Friday, May 1, 2015

Varoufakis: "A new deal for Greece"


Photo of Yanis VaroufakisYanis Varoufakis wrote an interesting post on his blog, "A new deal for Greece", in which he stresses the need for "agreement on a new development model for Greece".

I think Varoufakis and the new Greek government are right in stressing the need for a wider agenda than the one usually discussed in debt negotiations.

"It requires overcoming two hurdles," says Varoufakis after a brief introduction in which he mentions the agreement reached so far between Greece and its creditors - "We and our partners already agree on much."

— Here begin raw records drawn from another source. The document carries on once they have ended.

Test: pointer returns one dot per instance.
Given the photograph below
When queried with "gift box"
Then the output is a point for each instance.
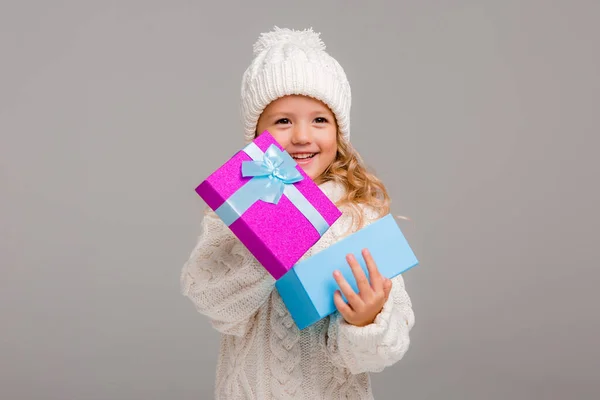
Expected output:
(269, 203)
(307, 289)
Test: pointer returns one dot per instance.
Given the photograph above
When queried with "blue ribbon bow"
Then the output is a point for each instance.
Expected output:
(276, 169)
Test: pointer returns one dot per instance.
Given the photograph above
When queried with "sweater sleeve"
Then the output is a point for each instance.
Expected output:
(224, 280)
(376, 346)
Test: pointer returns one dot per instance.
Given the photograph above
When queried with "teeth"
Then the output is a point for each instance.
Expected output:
(303, 156)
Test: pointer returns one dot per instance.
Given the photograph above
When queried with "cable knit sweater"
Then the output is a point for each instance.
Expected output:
(262, 353)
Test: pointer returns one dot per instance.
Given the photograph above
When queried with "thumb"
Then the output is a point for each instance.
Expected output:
(387, 287)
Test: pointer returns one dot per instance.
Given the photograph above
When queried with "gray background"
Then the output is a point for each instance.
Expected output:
(478, 115)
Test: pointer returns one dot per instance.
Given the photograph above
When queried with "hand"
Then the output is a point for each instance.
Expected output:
(362, 308)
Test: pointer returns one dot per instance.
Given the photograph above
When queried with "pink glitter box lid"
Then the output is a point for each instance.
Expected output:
(278, 235)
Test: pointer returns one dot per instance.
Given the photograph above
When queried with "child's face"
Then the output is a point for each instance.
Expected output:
(305, 128)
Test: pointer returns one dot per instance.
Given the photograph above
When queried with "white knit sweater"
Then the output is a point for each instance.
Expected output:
(262, 353)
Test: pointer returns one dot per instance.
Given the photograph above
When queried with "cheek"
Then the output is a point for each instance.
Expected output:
(281, 137)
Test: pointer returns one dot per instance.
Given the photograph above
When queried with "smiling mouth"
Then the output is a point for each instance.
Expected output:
(303, 156)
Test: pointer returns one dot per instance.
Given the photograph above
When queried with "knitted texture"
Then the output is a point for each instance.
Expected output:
(262, 353)
(288, 62)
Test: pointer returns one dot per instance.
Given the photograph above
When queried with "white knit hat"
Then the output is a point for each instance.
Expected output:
(288, 62)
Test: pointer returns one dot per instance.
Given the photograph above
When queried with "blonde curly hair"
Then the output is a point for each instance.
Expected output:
(361, 186)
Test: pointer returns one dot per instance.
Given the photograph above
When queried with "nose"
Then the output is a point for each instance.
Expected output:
(301, 134)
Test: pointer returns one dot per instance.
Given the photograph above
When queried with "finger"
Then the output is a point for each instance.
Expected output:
(342, 306)
(387, 288)
(374, 275)
(364, 288)
(353, 299)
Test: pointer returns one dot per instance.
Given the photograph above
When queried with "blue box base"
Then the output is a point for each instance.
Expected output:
(307, 289)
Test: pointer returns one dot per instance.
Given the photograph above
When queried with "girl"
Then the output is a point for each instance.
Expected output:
(300, 94)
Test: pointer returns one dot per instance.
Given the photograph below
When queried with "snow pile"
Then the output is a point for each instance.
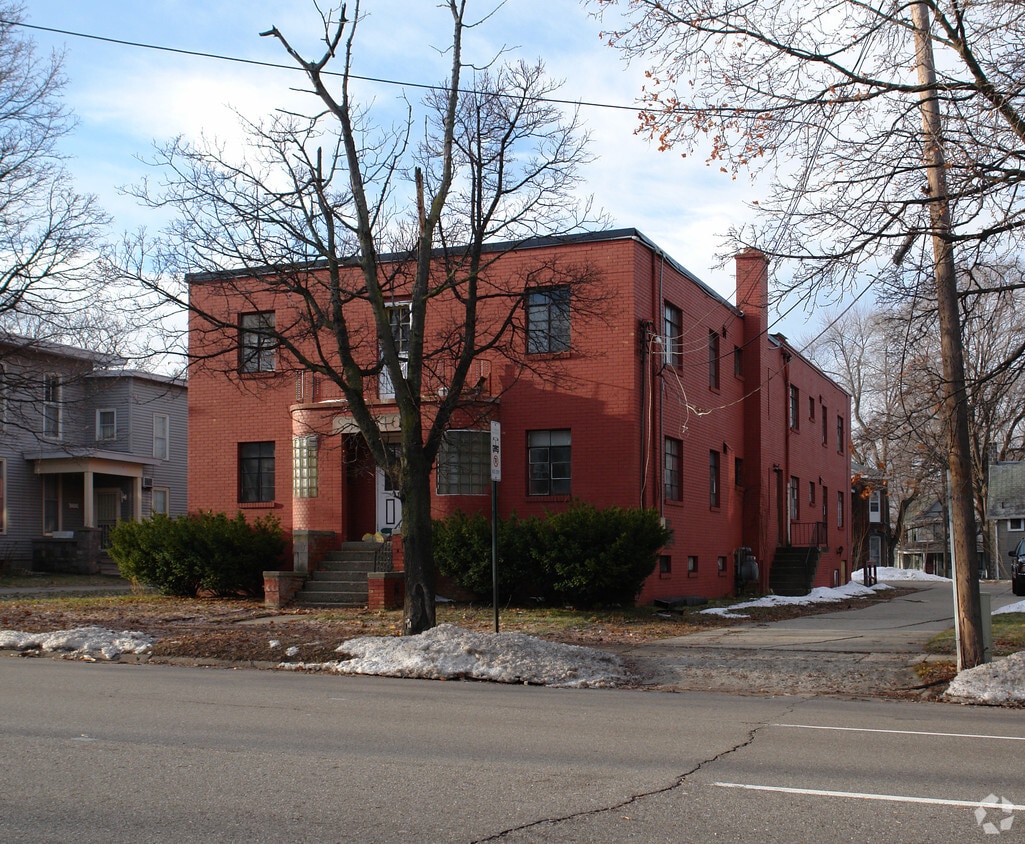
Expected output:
(448, 651)
(888, 573)
(995, 683)
(1019, 607)
(87, 643)
(822, 595)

"First, we must concur on how to approach Greece’s fiscal consolidation. Second, we need a comprehensive, commonly agreed reform agenda that will underpin that consolidation path and inspire the confidence of Greek society.
Beginning with fiscal consolidation, the issue at hand concerns the method. The “troika” institutions (the European Commission, the European Central Bank, and the International Monetary Fund) have, over the years, relied on a process of backward induction: They set a date (say, the year 2020) and a target for the ratio of nominal debt to national income (say, 120%) that must be achieved before money markets are deemed ready to lend to Greece at reasonable rates. Then, under arbitrary assumptions regarding growth rates, inflation, privatization receipts, and so forth, they compute what primary surpluses are necessary in every year, working backward to the present.
The result of this method, in our government’s opinion, is an “austerity trap.” When fiscal consolidation turns on a predetermined debt ratio to be achieved at a predetermined point in the future, the primary surpluses needed to hit those targets are such that the effect on the private sector undermines the assumed growth rates and thus derails the planned fiscal path. Indeed, this is precisely why previous fiscal-consolidation plans for Greece missed their targets so spectacularly.
Our government’s position is that backward induction should be ditched. Instead, we should map out a forward-looking plan based on reasonable assumptions about the primary surpluses consistent with the rates of output growth, net investment, and export expansion that can stabilize Greece’s economy and debt ratio. If this means that the debt-to-GDP ratio will be higher than 120% in 2020, we devise smart ways to rationalize, re-profile, or restructure the debt – keeping in mind the aim of maximizing the effective present value that will be returned to Greece’s creditors.
Besides convincing the troika that our debt sustainability analysis should avoid the austerity trap, we must overcome the second hurdle: the “reform trap.” ...

I also copy the last two, interesting paragraphs:

"The current disagreements with our partners are not unbridgeable. Our government is eager to rationalize the pension system (for example, by limiting early retirement), proceed with partial privatization of public assets, address the non-performing loans that are clogging the economy’s credit circuits, create a fully independent tax commission, and boost entrepreneurship. The differences that remain concern how we understand the relationships between the various reforms and the macro environment.
None of this means that common ground cannot be achieved immediately. The Greek government wants a fiscal-consolidation path that makes sense, and we want reforms that all sides believe are important. Our task is to convince our partners that our undertakings are strategic, rather than tactical, and that our logic is sound. Their task is to let go of an approach that has failed."